Liquid-filled chips cool like mini-fridges

Purdue University can put a refrigerator in the palm of your hand.

Researchers at the university's mechanical engineering department are testing out "microchannel heat sinks" that could cool components inside lasers, weapons or future computers with a series of channels filled with chilled, circulating fluids.

The newfangled heat sinks only take up about 1 square inch of space, meaning that several could fit into tight spaces to draw away heat. The channels inside the device that carry the liquid measure about 300 microns in diameter.

Microfluidics--making chips, or chip-sized devices, with small coils for circulating liquid--is moving from a futuristic curiosity toward a compelling potential market.

ST Microelectronics, Intel and Pria Diagnostics have created microfluidic chips for preparing patient biological samples that could replace today's expensive lab procedures and equipment.

"Some of these microfluidic devices are little chemistry laboratories on a chip," said Intel co-founder Gordon Moore in a recent interview.

Purdue's heat sinks work like refrigerator coils.

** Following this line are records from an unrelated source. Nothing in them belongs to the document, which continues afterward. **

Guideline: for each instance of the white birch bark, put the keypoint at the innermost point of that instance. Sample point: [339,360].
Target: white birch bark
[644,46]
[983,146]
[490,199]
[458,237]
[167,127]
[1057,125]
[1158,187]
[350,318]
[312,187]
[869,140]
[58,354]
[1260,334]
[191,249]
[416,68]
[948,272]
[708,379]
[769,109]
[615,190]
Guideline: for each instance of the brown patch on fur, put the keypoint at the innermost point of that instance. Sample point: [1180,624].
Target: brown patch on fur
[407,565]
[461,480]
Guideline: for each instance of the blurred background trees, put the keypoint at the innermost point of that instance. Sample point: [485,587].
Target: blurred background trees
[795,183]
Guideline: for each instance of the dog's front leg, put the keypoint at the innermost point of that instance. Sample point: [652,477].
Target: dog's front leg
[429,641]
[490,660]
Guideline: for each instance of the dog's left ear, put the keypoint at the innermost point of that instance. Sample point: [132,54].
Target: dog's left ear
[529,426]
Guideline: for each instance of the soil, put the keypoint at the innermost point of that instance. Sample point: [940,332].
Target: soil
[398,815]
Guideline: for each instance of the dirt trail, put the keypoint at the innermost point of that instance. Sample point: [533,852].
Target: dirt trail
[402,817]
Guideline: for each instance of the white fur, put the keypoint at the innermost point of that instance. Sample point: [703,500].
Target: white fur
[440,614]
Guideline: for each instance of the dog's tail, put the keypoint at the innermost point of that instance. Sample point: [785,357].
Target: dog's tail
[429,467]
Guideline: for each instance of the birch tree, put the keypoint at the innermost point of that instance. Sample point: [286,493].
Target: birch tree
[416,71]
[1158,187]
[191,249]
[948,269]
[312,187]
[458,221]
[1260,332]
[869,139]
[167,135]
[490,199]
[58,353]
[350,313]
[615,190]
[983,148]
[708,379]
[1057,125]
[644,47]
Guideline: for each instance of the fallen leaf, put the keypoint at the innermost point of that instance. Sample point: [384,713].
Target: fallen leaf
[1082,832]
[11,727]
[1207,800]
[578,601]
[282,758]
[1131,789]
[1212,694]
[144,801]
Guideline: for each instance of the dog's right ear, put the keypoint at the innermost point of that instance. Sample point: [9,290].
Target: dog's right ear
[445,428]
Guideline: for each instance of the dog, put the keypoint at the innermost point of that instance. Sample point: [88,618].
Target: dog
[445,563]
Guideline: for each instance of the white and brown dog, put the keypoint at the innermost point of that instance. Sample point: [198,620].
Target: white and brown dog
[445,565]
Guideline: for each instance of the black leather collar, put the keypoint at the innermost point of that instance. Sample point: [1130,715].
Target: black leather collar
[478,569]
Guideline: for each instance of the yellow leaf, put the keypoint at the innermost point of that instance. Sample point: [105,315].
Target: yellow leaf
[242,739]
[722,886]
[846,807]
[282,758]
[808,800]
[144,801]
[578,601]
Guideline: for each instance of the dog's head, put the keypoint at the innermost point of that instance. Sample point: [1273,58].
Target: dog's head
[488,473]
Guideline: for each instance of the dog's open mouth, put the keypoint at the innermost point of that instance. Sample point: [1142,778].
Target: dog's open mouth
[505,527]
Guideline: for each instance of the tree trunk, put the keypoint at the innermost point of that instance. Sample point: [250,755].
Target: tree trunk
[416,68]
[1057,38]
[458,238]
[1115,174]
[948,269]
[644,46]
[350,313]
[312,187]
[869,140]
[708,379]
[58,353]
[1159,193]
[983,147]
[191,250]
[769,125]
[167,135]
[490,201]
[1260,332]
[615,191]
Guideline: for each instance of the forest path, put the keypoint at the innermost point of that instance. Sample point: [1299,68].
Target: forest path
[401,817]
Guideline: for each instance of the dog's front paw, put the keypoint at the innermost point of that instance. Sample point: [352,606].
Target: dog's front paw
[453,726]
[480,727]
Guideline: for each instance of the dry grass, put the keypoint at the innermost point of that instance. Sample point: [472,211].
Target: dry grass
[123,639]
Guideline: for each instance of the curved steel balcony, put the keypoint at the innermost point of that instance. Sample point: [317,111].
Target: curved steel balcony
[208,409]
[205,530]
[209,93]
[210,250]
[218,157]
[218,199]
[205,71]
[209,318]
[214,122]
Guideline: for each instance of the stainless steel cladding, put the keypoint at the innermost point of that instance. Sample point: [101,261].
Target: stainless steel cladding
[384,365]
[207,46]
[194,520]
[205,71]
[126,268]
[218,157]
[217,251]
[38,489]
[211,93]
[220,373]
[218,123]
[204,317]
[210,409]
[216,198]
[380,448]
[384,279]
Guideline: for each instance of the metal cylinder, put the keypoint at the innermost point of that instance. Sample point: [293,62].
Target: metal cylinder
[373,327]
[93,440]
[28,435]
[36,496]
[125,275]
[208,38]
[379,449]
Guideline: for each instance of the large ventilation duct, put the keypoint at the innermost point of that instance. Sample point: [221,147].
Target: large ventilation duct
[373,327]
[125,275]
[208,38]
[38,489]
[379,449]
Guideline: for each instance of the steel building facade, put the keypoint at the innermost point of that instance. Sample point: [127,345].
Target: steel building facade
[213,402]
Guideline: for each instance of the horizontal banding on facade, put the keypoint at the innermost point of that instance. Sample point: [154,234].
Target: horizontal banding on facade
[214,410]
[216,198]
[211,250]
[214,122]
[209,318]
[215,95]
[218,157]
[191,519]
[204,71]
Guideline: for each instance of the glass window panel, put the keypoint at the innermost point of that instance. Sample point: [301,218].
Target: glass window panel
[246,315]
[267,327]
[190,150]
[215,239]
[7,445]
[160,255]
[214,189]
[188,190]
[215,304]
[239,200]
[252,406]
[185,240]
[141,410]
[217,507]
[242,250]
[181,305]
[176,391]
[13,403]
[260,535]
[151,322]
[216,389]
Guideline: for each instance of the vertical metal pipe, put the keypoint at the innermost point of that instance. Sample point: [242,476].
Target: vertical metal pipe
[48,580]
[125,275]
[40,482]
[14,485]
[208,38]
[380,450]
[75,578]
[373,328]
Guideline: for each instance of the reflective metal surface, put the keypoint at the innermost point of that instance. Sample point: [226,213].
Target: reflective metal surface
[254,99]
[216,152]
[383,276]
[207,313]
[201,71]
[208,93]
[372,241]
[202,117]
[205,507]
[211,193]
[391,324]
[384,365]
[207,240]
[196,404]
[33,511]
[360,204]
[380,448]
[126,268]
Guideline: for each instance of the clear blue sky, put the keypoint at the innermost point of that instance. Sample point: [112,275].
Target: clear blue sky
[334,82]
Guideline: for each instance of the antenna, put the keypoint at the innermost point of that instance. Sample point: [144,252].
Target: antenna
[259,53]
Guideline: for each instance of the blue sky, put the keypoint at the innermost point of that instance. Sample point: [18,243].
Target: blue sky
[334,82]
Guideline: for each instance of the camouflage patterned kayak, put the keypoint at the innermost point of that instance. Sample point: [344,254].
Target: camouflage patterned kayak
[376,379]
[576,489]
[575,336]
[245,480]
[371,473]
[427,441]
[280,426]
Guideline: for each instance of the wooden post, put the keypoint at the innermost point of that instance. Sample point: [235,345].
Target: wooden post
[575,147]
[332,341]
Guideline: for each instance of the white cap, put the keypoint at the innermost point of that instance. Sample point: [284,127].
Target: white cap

Cool liquid circulates toward a hot spot, absorbs heat, and then leaves, only to circulate back after a trip through a compressor. (Using a similar technology but in a very different way, Boston Microsystems has created a chip with microchannels that can heat up to 1,100 Celsius in 1/1,000th of a second)

One of the challenges in the Purdue project was that materials behave differently inside a small device. Fluids flow differently in microchannels than they do in larger tubing, and bubbles form differently, which changes how heat is dissipated.

"You have to design new systems to pump coolants through these microchannels and develop new mathematical tools to predict how well designs will perform," Issam Mudawar, a professor of mechanical engineering said in a statement.

Removing heat from PCs has become a major problem for chipmakers and PC manufacturers. The latest Apple G5 desktop comes with a liquid cooling system. However, the system adds about $50 to the cost of a computer, said Dan Hutcheson, CEO of market research company VLSI Research. Start-up Cooligy is creating a similar system for PCs that use chips from Intel and Advanced Micro Devices.